On 18 September, the UK's National Institute for Health and Clinical Excellence (NICE) held a technology appraisal meeting to discuss whether the kinase inhibitor lapatinib (Tyverb; GlaxoSmithKline) should be made available through the UK National Health Service (NHS) for the treatment of advanced breast cancer. Such technology appraisal meetings have been occurring regularly since the start of the decade, but what was unusual about this particular meeting was that it was the first that was open to the general public.

In part, this may reflect the growing public interest in the decisions of health technology assessment (HTA) organizations such as NICE in the wake of decisions not to recommend the use of various novel drugs.
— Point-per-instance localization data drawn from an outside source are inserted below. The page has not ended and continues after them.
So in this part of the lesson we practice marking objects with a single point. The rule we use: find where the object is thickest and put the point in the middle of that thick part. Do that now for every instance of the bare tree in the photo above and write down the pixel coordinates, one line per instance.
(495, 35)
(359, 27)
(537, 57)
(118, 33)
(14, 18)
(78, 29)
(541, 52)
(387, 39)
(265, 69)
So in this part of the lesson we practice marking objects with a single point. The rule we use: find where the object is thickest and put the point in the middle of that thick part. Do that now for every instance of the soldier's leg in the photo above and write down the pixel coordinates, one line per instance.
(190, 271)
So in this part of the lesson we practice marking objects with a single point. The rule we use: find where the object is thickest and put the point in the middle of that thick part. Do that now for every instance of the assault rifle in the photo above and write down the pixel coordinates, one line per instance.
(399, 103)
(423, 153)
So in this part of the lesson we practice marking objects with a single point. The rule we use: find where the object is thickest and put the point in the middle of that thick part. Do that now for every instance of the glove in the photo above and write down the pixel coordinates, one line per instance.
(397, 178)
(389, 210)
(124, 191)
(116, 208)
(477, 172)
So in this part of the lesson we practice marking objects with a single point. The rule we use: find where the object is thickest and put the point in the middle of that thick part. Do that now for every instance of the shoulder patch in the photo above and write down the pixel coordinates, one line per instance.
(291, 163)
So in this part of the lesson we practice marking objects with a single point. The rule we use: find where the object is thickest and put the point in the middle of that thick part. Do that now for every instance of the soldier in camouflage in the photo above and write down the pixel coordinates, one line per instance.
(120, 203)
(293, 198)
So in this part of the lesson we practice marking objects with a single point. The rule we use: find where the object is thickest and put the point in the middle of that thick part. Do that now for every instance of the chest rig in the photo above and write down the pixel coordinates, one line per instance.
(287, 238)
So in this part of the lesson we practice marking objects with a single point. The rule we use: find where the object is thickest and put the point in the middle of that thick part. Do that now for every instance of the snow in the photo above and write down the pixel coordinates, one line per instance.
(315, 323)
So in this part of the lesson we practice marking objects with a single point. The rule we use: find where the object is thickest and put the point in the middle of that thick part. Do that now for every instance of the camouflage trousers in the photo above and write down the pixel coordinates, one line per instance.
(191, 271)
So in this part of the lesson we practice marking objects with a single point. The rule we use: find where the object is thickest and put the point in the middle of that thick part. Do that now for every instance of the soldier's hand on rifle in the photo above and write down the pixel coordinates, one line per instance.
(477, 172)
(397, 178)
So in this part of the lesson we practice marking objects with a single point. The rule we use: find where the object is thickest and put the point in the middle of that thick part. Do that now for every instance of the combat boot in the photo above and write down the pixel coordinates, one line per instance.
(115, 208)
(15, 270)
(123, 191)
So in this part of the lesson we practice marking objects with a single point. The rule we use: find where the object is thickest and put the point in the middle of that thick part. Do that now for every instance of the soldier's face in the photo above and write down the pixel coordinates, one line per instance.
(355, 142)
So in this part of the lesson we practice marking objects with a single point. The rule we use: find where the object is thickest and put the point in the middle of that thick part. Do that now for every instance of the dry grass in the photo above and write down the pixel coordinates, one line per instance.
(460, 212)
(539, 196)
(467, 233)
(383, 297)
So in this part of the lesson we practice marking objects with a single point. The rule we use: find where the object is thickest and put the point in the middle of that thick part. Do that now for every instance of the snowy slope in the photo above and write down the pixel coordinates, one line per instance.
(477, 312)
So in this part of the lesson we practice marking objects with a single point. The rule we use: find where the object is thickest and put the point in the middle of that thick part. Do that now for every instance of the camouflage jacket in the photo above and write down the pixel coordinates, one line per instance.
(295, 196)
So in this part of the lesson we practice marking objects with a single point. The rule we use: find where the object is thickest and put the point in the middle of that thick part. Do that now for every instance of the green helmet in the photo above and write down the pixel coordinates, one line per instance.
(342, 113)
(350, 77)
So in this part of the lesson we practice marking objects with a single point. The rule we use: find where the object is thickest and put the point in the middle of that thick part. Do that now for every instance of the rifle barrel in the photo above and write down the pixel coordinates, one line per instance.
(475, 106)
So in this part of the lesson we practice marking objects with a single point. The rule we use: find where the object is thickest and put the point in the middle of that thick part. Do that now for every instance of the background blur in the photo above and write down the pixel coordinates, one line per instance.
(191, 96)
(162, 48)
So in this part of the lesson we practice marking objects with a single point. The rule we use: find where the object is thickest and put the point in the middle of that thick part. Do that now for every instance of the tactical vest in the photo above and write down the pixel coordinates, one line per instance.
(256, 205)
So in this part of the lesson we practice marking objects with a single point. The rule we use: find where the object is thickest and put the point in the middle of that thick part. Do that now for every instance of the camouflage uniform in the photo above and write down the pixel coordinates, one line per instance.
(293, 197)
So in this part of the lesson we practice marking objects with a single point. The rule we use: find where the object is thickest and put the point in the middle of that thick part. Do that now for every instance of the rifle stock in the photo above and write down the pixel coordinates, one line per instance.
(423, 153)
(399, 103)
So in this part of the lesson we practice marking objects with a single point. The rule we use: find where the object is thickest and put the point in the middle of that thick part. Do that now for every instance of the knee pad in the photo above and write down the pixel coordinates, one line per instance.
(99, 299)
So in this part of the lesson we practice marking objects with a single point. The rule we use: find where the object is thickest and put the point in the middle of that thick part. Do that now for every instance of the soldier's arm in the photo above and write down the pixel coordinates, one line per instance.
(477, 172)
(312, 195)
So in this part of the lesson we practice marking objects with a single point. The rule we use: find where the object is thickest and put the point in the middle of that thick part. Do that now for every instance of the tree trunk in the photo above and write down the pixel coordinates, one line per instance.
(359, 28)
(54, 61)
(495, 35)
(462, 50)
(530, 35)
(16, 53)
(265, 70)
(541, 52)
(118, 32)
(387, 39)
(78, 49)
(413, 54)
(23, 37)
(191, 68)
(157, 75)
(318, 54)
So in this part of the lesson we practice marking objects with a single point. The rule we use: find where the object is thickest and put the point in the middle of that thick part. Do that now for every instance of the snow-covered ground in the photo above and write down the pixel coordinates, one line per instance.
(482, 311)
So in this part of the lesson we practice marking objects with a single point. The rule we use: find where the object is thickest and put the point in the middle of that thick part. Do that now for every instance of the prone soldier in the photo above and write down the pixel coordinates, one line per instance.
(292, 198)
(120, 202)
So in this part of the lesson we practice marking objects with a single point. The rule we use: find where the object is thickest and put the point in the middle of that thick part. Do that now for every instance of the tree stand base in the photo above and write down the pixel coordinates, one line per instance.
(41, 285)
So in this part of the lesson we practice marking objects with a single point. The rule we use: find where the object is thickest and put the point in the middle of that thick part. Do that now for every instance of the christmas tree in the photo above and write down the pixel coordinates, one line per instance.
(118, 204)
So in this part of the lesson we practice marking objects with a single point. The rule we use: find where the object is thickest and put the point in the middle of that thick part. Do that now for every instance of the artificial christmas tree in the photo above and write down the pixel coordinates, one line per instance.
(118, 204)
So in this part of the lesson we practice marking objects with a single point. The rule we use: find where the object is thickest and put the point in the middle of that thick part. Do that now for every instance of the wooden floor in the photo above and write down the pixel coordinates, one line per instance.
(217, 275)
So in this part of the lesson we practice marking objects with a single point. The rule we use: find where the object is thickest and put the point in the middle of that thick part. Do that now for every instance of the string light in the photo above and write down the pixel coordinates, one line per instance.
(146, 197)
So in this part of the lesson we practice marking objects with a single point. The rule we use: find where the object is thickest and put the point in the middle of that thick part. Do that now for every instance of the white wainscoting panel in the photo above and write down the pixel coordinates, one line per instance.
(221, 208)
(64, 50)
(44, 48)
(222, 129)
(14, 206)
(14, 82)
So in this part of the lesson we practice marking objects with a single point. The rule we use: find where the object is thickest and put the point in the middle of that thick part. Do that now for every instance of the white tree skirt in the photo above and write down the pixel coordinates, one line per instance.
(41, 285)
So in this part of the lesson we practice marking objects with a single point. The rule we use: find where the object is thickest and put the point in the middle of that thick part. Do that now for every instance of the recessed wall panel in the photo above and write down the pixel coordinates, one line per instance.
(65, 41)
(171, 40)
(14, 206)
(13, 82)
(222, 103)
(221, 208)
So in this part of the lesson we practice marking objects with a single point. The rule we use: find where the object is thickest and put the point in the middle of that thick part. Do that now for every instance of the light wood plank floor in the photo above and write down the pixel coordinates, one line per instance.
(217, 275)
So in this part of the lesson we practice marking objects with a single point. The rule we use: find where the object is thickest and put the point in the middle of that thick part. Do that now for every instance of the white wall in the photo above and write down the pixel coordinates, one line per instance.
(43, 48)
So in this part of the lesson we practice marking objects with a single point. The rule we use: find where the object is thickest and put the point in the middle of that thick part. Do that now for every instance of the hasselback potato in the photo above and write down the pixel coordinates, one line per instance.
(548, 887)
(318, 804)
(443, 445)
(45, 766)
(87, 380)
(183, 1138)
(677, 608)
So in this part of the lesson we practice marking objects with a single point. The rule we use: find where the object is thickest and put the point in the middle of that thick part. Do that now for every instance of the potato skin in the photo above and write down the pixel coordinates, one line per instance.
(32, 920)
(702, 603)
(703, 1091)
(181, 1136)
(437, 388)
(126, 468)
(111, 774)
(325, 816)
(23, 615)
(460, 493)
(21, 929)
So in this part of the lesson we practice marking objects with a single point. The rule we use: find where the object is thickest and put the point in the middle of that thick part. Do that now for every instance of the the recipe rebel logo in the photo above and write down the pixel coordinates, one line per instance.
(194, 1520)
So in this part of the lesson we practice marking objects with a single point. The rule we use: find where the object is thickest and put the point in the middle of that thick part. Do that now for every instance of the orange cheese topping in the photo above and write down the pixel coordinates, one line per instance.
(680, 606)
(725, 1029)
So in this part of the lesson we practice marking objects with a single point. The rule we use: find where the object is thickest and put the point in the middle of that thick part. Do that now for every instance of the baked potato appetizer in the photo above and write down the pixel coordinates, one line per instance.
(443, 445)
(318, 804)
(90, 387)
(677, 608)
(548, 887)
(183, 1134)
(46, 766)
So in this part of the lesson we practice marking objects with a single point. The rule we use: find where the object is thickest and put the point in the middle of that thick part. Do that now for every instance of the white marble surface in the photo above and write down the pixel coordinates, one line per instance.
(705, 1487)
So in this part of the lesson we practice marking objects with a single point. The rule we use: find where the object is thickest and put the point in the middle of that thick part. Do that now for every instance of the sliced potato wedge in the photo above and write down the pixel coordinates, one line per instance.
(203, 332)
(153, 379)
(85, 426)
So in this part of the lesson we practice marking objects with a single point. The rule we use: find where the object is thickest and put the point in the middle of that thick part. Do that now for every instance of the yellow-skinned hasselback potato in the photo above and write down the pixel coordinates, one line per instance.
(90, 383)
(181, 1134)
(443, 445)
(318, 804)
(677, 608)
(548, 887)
For example, draft guidance from NICE on the use of four novel drugs for advanced renal cell cancer, issued in August, which recommended against their use on the basis of insufficient demonstration of their cost-effectiveness, has been heavily criticized by oncologists and patient groups. Indeed, the preliminary judgement from NICE based on discussions at the September meeting — announced in mid-October — was to recommend against the use of lapatinib by the NHS.

Such decisions are increasingly presenting a challenge for companies developing novel drugs. Although sales in the US market — in which achieving reimbursement of the latest therapies is typically considerably easier than in countries such as the UK — are still most likely to be the key factor for the overall commercial success of a drug at present, NICE decisions are perceived to influence reimbursement decisions elsewhere in the world. This is especially the case in countries that lack HTA capabilities themselves.

More broadly, however, as discussed in a news story on p876, it seems that the activities of NICE and other HTA organizations have also contributed to a change in perception of how health-care innovation is assessed and rewarded in the past decade. This is reflected in a growing emphasis on understanding the needs of payers earlier in drug development programmes, and on incorporating the collection of additional data relevant to HTA tools such as quality-adjusted life years (QALYs) in clinical trials.

It is not hard to appreciate the extent of the challenges that HTA organizations face in trying to balance limited health-care budgets with the benefits to patients from the introduction of new (and often more expensive) drugs. So, how might these challenges be addressed, while allowing patients to access such drugs, as well as genuine innovation from developers to be rewarded?

Part of the solution might be to try to tackle deficiencies in measures such as the QALY used by NICE, which has been the focus of some of the criticism of their decisions. For example, the 'rule of thumb' threshold at which NICE will support reimbursement by the NHS is around UK£30,000 per QALY, but this number has not kept pace with inflation. The measurement also does not reflect the underlying severity of the condition, and it lacks consideration of broader benefits; for example, to other parts of the health-care system, such as caregivers. Moreover, cost-effectiveness estimates using QALYs can differ widely depending on the underlying methods and assumptions. And a further issue, which is particularly relevant to novel cancer drugs, is that it can be very difficult to demonstrate cost-effectiveness using QALYs in the initial patient population who receive the drug, usually those with the most severe disease.

However, restricting access to such drugs, as in the UK, might mean that the real value of the drug is never demonstrated. More generally, as also highlighted on p876, designing development programmes with too rigid a focus on payer recommendations — at a stage where information on the drug's activity is very limited — could threaten opportunities to understand how to realize its full potential.

In this respect, another emerging approach — risk-sharing between manufacturers and payers — could represent a potential solution. A pioneering example was provided in 2007, when NICE issued final guidance for the use of bortezomib (Velcade; Janssen-Cilag) for the treatment of multiple myeloma under which the NHS only pays for the drug when patients show a response to treatment (Nature Rev. Drug Discov. 6, 945; 2007). Achieving success with such strategies is also not without major challenges: lapatinib was rejected by NICE even though the manufacturer had proposed a risk-sharing scheme, and the scheme for bortezomib depends on a suitable biomarker of response and presents complex administrative issues. Nevertheless, it still seems to represent one of the best near-term approaches to ensuring that the potential value of innovative drugs is not lost owing to the pressures of cost constraints.